Ich rief: »Du hältst mich für deinen Mitbewerber, mächtiger Ceryx, aber ich hege derlei Ehrgeiz nicht. Es führt uns lediglich unser Weg durch Os auf unsrer Fahrt zum Meer. Wir brechen morgen früh auf.« Ich zog die Läden zu und verriegelte sie.
»Er ist’s gewesen«, stellte Burgundofara fest. Sie hatte sich entkleidet und hockte neben der Waschschüssel.
»Ja«, sagte ich.
Ich erwartete neuerlichen Tadel, aber sie meinte lediglich: »Wir sind ihn los, sobald wir ablegen. Begehrst du mich heut nacht?«
»Später vielleicht.

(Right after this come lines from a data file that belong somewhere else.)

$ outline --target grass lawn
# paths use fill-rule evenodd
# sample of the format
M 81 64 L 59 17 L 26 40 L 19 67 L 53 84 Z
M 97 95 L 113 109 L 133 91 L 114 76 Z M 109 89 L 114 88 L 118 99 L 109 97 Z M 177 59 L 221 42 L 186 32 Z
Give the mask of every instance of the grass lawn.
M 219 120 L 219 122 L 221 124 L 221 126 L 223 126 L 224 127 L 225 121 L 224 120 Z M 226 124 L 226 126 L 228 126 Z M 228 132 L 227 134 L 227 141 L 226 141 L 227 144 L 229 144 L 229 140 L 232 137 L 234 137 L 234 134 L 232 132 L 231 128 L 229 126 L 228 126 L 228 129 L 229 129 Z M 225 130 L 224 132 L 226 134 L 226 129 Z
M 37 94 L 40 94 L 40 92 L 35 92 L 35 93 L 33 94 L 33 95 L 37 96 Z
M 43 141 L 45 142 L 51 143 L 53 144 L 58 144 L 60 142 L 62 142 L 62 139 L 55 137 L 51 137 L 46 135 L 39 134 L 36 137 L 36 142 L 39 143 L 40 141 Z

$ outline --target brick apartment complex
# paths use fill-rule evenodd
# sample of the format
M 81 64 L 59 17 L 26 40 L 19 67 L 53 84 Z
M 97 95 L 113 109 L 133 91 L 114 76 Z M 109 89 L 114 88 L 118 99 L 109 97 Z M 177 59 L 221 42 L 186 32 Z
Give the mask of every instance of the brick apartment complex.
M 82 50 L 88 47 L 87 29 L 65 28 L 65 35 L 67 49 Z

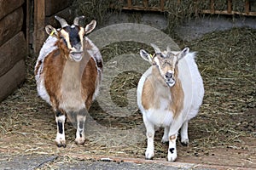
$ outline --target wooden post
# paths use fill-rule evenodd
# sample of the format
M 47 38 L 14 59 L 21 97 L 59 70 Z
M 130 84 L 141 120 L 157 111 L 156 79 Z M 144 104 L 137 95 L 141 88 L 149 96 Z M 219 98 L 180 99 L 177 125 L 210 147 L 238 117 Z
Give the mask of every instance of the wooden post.
M 165 10 L 165 0 L 160 0 L 160 8 L 161 11 Z
M 211 0 L 211 13 L 212 14 L 214 14 L 215 12 L 215 9 L 214 9 L 214 0 Z
M 143 6 L 145 9 L 148 8 L 148 0 L 143 0 Z
M 131 8 L 131 6 L 132 6 L 131 0 L 127 0 L 127 8 Z
M 246 0 L 245 2 L 245 13 L 248 14 L 250 13 L 250 2 L 249 0 Z
M 232 12 L 232 0 L 228 0 L 228 14 Z
M 45 39 L 45 0 L 34 0 L 34 31 L 32 35 L 33 52 L 38 54 Z

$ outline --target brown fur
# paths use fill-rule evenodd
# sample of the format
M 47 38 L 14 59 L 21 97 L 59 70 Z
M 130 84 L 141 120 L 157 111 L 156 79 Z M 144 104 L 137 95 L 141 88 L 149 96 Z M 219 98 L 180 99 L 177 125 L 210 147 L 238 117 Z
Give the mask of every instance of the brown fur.
M 66 48 L 62 41 L 56 42 L 56 45 L 61 49 L 55 49 L 49 54 L 44 60 L 44 78 L 45 80 L 45 88 L 50 96 L 50 101 L 55 110 L 61 110 L 59 108 L 60 102 L 62 102 L 61 78 L 64 66 L 67 61 L 69 50 Z M 64 50 L 63 50 L 64 48 Z M 82 99 L 84 101 L 86 108 L 89 109 L 92 102 L 93 94 L 96 90 L 97 68 L 95 60 L 84 53 L 84 58 L 87 58 L 86 63 L 80 65 L 86 65 L 82 75 Z M 68 60 L 68 59 L 67 59 Z M 73 82 L 71 82 L 73 83 Z

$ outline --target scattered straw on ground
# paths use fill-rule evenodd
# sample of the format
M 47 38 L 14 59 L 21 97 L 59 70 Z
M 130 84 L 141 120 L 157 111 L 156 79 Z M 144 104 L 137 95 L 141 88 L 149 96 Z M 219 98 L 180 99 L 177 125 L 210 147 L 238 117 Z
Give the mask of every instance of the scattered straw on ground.
M 256 138 L 255 112 L 250 112 L 255 110 L 256 105 L 255 39 L 255 30 L 236 28 L 209 33 L 193 42 L 177 41 L 181 42 L 180 47 L 189 46 L 198 52 L 197 64 L 206 91 L 199 116 L 189 123 L 189 146 L 183 148 L 177 144 L 179 156 L 208 156 L 214 148 L 227 147 L 242 149 L 249 155 L 255 152 L 255 147 L 246 145 L 245 140 L 254 139 L 255 141 Z M 138 46 L 147 48 L 144 44 L 125 42 L 101 50 L 107 63 L 109 60 L 107 56 L 111 58 L 130 52 L 137 54 Z M 148 49 L 151 48 L 148 47 Z M 66 126 L 67 147 L 57 148 L 54 143 L 56 125 L 53 112 L 37 95 L 32 73 L 35 61 L 36 56 L 27 56 L 26 82 L 0 104 L 1 151 L 13 155 L 84 153 L 144 157 L 146 140 L 143 139 L 133 145 L 113 144 L 109 146 L 108 141 L 111 139 L 102 139 L 99 133 L 94 141 L 88 139 L 84 145 L 78 146 L 73 141 L 75 129 L 69 124 Z M 135 88 L 138 78 L 133 72 L 116 77 L 111 94 L 120 99 L 114 102 L 121 101 L 120 105 L 125 105 L 125 99 L 120 97 L 125 92 L 120 87 L 128 82 L 125 89 Z M 90 112 L 97 123 L 107 128 L 129 130 L 143 123 L 139 111 L 125 118 L 114 117 L 104 113 L 96 102 Z M 168 146 L 160 143 L 160 130 L 155 137 L 156 156 L 166 157 Z M 129 142 L 130 139 L 124 134 L 119 139 L 119 144 L 122 140 Z

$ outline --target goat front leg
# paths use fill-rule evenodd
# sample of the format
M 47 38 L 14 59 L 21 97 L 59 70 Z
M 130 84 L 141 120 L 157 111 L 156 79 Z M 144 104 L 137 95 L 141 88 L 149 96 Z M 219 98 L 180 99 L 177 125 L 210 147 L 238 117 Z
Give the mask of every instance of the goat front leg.
M 177 134 L 169 137 L 168 161 L 174 162 L 177 158 L 176 140 Z
M 85 111 L 81 110 L 77 115 L 77 122 L 78 122 L 78 127 L 77 127 L 77 133 L 76 133 L 76 139 L 75 142 L 78 144 L 83 144 L 85 142 Z
M 64 124 L 66 121 L 66 116 L 60 110 L 56 111 L 55 121 L 57 123 L 57 135 L 55 142 L 58 147 L 66 147 Z
M 169 130 L 170 127 L 165 127 L 164 135 L 162 137 L 162 143 L 166 143 L 169 141 Z
M 189 145 L 188 127 L 189 121 L 185 121 L 180 129 L 181 143 L 184 146 Z
M 147 130 L 147 150 L 145 152 L 146 159 L 153 159 L 154 156 L 154 125 L 151 123 L 146 116 L 143 114 L 143 122 Z

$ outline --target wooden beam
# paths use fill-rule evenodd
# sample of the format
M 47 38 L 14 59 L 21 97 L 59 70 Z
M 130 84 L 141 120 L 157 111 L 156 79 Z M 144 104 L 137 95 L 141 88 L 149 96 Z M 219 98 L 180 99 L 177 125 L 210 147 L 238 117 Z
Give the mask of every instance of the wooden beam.
M 32 37 L 33 52 L 38 54 L 44 42 L 45 0 L 34 0 L 34 31 Z
M 132 7 L 131 0 L 127 0 L 127 8 L 131 8 L 131 7 Z
M 228 0 L 228 13 L 231 14 L 232 12 L 232 0 Z
M 246 0 L 245 2 L 245 13 L 249 14 L 250 12 L 250 2 L 249 0 Z
M 160 0 L 160 9 L 161 11 L 165 10 L 165 0 Z
M 214 0 L 211 0 L 211 13 L 214 14 Z
M 143 6 L 146 9 L 148 8 L 148 0 L 143 0 Z

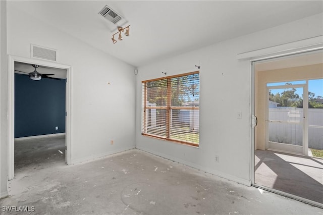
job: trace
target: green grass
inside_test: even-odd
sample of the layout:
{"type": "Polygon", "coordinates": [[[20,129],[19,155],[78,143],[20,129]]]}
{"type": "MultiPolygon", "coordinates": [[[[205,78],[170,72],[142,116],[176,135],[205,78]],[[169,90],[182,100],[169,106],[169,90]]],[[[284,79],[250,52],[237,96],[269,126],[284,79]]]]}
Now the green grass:
{"type": "Polygon", "coordinates": [[[323,150],[313,149],[311,148],[313,157],[323,157],[323,150]]]}

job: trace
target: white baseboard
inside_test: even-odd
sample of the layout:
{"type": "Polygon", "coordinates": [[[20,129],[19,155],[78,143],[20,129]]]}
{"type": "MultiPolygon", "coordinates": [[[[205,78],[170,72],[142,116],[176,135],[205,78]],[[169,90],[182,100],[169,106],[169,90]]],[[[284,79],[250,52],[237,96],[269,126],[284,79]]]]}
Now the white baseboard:
{"type": "Polygon", "coordinates": [[[148,149],[145,148],[141,147],[136,147],[136,148],[138,149],[142,150],[143,151],[145,151],[149,153],[151,153],[153,154],[155,154],[157,156],[159,156],[166,159],[169,159],[173,161],[179,162],[181,164],[184,164],[185,165],[188,166],[193,168],[196,169],[197,170],[200,170],[200,171],[206,172],[208,173],[210,173],[211,174],[214,175],[216,176],[219,176],[221,178],[223,178],[229,180],[230,181],[233,181],[235,182],[237,182],[239,184],[243,184],[248,187],[250,187],[251,186],[250,182],[248,180],[236,177],[231,175],[227,174],[222,172],[219,172],[219,171],[217,171],[216,170],[214,170],[209,168],[205,168],[205,167],[202,167],[200,165],[197,165],[196,164],[194,164],[191,162],[188,162],[186,160],[182,160],[181,159],[179,159],[177,157],[172,157],[172,156],[169,156],[169,155],[167,155],[167,154],[165,154],[157,151],[152,151],[150,149],[148,149]]]}
{"type": "Polygon", "coordinates": [[[42,138],[44,137],[52,137],[57,136],[63,136],[65,135],[65,133],[58,133],[56,134],[44,134],[43,135],[31,136],[29,137],[18,137],[15,138],[15,140],[28,140],[29,139],[42,138]]]}
{"type": "Polygon", "coordinates": [[[123,148],[121,149],[117,149],[114,151],[110,151],[108,152],[106,152],[104,153],[102,153],[101,154],[96,154],[93,156],[90,156],[86,157],[83,157],[81,158],[72,159],[71,162],[71,165],[77,164],[81,163],[87,162],[92,160],[95,160],[100,158],[103,158],[106,156],[116,154],[117,153],[122,152],[125,151],[128,151],[128,150],[131,150],[136,148],[135,146],[132,146],[131,147],[128,147],[125,148],[123,148]]]}

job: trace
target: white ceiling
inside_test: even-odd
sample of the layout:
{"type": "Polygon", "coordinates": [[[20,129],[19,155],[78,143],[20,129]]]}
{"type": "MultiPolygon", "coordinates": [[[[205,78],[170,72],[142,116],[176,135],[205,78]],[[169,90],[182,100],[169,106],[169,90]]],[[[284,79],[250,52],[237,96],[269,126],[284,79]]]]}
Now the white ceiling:
{"type": "MultiPolygon", "coordinates": [[[[24,11],[134,66],[322,13],[323,1],[22,1],[24,11]],[[113,44],[116,26],[105,5],[131,25],[113,44]]],[[[125,25],[123,25],[124,27],[125,25]]],[[[59,51],[59,50],[58,50],[59,51]]]]}

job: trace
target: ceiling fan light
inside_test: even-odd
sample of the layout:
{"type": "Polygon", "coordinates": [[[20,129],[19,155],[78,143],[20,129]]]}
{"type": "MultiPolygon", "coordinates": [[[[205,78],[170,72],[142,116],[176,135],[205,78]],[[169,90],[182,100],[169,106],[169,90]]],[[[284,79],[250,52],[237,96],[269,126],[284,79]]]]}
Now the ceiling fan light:
{"type": "Polygon", "coordinates": [[[127,28],[127,30],[126,30],[126,33],[125,33],[125,35],[127,36],[129,36],[129,27],[127,28]]]}
{"type": "Polygon", "coordinates": [[[33,80],[34,81],[39,81],[41,79],[41,77],[31,77],[30,79],[33,80]]]}
{"type": "Polygon", "coordinates": [[[121,31],[119,32],[119,37],[118,38],[118,39],[119,39],[119,40],[122,40],[123,39],[123,38],[121,36],[121,31]]]}

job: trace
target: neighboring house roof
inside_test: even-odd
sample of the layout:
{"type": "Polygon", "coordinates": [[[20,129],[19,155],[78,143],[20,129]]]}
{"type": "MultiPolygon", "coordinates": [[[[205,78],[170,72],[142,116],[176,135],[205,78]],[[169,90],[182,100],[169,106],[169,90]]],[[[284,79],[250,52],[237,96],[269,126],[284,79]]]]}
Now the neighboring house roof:
{"type": "Polygon", "coordinates": [[[279,103],[277,103],[277,102],[276,102],[275,101],[271,101],[270,100],[269,100],[269,103],[270,104],[279,104],[279,103]]]}

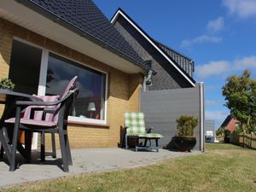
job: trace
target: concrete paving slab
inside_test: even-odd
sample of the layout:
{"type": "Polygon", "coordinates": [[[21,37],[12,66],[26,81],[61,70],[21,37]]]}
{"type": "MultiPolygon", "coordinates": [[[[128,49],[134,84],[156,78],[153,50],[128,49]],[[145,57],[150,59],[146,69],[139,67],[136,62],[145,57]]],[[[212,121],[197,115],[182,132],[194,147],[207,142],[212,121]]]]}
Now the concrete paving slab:
{"type": "Polygon", "coordinates": [[[69,166],[69,172],[67,173],[63,172],[61,169],[61,160],[58,158],[61,157],[59,151],[56,159],[51,158],[49,153],[46,154],[49,155],[44,164],[39,160],[39,153],[34,151],[31,164],[25,163],[22,158],[19,157],[20,167],[15,172],[9,172],[5,158],[0,161],[0,188],[80,173],[137,167],[171,158],[198,154],[201,154],[201,152],[180,153],[165,149],[160,149],[159,153],[135,152],[118,148],[72,149],[73,165],[69,166]]]}

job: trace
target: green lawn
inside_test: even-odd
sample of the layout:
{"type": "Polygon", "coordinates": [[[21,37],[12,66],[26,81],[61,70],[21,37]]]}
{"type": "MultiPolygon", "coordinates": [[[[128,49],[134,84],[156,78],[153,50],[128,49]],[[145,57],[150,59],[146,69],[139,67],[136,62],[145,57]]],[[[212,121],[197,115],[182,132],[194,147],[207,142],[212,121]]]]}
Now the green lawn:
{"type": "Polygon", "coordinates": [[[4,191],[256,191],[256,151],[207,144],[203,154],[116,172],[24,184],[4,191]]]}

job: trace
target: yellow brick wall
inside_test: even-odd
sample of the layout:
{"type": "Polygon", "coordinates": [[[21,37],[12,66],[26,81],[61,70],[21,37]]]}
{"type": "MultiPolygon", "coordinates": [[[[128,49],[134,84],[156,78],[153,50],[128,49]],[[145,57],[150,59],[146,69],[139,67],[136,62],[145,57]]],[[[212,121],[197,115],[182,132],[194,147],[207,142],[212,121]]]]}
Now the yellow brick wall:
{"type": "MultiPolygon", "coordinates": [[[[73,148],[118,146],[120,142],[120,126],[124,124],[124,112],[139,110],[139,89],[143,82],[142,74],[125,73],[3,19],[0,19],[0,78],[7,77],[9,74],[14,37],[32,42],[57,54],[108,73],[107,123],[109,127],[69,124],[69,141],[73,148]]],[[[58,146],[57,137],[56,135],[58,146]]],[[[49,148],[50,146],[49,134],[46,136],[45,143],[46,148],[49,148]]]]}

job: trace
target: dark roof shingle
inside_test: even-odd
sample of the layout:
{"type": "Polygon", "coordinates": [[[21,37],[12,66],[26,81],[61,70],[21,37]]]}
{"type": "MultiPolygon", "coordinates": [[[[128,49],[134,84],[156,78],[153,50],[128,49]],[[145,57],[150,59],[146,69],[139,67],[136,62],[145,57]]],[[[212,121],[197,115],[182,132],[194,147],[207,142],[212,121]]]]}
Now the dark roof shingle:
{"type": "Polygon", "coordinates": [[[193,77],[193,73],[195,70],[195,63],[194,61],[177,52],[177,50],[174,50],[173,49],[158,42],[154,42],[160,46],[166,55],[168,55],[172,60],[175,61],[175,62],[179,65],[190,77],[193,77]]]}
{"type": "MultiPolygon", "coordinates": [[[[91,0],[28,0],[46,15],[59,17],[67,24],[86,33],[120,55],[143,65],[143,59],[113,27],[108,18],[91,0]],[[45,13],[47,12],[47,13],[45,13]]],[[[21,1],[20,3],[27,5],[21,1]]],[[[31,6],[30,6],[31,7],[31,6]]]]}

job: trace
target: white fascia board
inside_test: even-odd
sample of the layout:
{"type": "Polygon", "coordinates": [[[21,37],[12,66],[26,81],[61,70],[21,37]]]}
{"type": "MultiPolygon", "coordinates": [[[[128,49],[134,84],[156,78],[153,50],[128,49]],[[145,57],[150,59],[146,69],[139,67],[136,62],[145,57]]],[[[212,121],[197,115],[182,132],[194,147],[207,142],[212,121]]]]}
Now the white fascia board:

Ich will nachdenken.« Ich trocknete mich und legte mich ins gemeinsame Bett.
»Dann wirst du mich eben wecken müssen«, sagte sie. »Der viele Wein macht schläfrig.« Die Stimme von Ceryx drang, zu gespenstischem Singsang verzerrt, durch die Läden.
»Ja«, meinte ich, als sie zu mir unter die Decke schlüpfte.
Der Schlaf drückte mir gerade die Augen zu, als der Tote mit der Axt die Tür aufschlug und ins Zimmer stapfte.